Stanford netted $1.6 billion in investment gains from the University’s Merged Pool, which contains most of Stanford’s endowment funds, according to annual financial results released on Thursday. The 5.6% return — though Stanford’s chief financial officer said it was higher than expected — marks a decrease from 2019’s returns of 6.5% and 2018’s returns of 11.3%.
At Thursday’s Faculty Senate meeting, Provost Persis Drell introduced budget cuts totaling around $100 million, saying that while the endowment performed “better than expected,” the University had been unable to invite as many students as it had planned to campus for fall quarter. Endowment payouts are used to support functions including research and student financial aid.
The endowment was valued at $28.9 billion as of Aug. 31, indicating a year-over-year increase of 4.5%.
The performance is “welcome news” that “will help offset a worse than expected revenue shortfall caused by our inability to bring back two undergraduate classes in the fall quarter,” Randy Livingston, Stanford’s chief financial officer and vice president for business affairs, told Stanford News.
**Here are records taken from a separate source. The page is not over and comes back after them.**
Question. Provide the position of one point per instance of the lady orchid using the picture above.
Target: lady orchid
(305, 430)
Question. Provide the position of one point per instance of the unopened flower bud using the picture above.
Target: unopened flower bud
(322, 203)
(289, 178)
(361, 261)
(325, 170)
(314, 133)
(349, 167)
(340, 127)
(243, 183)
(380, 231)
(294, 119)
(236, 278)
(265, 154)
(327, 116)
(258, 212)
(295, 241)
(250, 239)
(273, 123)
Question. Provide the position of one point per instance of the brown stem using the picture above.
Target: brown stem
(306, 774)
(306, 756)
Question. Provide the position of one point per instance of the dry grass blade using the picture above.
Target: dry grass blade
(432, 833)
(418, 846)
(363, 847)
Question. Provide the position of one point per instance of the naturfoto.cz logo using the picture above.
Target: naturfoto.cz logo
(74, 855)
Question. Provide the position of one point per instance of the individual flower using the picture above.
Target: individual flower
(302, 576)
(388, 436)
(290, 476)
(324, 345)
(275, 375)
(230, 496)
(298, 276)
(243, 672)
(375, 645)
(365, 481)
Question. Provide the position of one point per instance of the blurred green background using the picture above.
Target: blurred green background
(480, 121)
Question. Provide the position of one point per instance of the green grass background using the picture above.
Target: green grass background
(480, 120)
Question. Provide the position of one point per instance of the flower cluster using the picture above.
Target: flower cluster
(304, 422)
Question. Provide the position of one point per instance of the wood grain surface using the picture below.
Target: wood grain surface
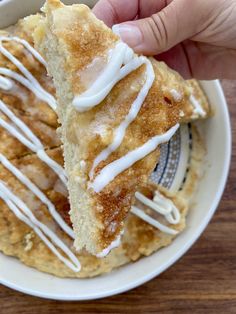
(203, 281)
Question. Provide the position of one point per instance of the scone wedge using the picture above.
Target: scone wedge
(115, 108)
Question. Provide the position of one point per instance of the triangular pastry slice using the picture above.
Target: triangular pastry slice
(115, 109)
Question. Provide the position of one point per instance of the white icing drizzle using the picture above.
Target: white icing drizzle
(197, 106)
(20, 209)
(112, 246)
(162, 206)
(110, 76)
(176, 95)
(32, 81)
(121, 62)
(119, 133)
(43, 198)
(21, 131)
(5, 83)
(109, 172)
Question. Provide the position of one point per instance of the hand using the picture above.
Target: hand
(195, 37)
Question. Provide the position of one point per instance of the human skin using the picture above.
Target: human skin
(195, 37)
University units were asked in April to “prepare for perhaps the worst” by developing budget plans that would account for a 15% reduction in endowment payout and a 10% reduction in general funds. The Stanford Board of Trustees approved a conservative budget this June that increases endowment payouts to student financial aid by 3% and raises endowment spending overall, despite anticipating both decreased revenue and weaker returns.
The 5.6% return trails returns of peer institutions’ endowments, such as Yale (6.8%) and Harvard (7.3%). But it outperformed the median return of 1.6% from other college endowments tracked by Cambridge Associates, according to Stanford News.
Stanford Management Company controls the Merged Pool, which is now valued at $30.3 billion and includes the majority of endowment funds. The rest of the endowment is composed of endowed lands and separately managed investments.
Endowment returns make up roughly 20% of the University’s annual operating budget, although about 75% of total endowment funds are restricted for certain use for the specific purpose designated by the donor.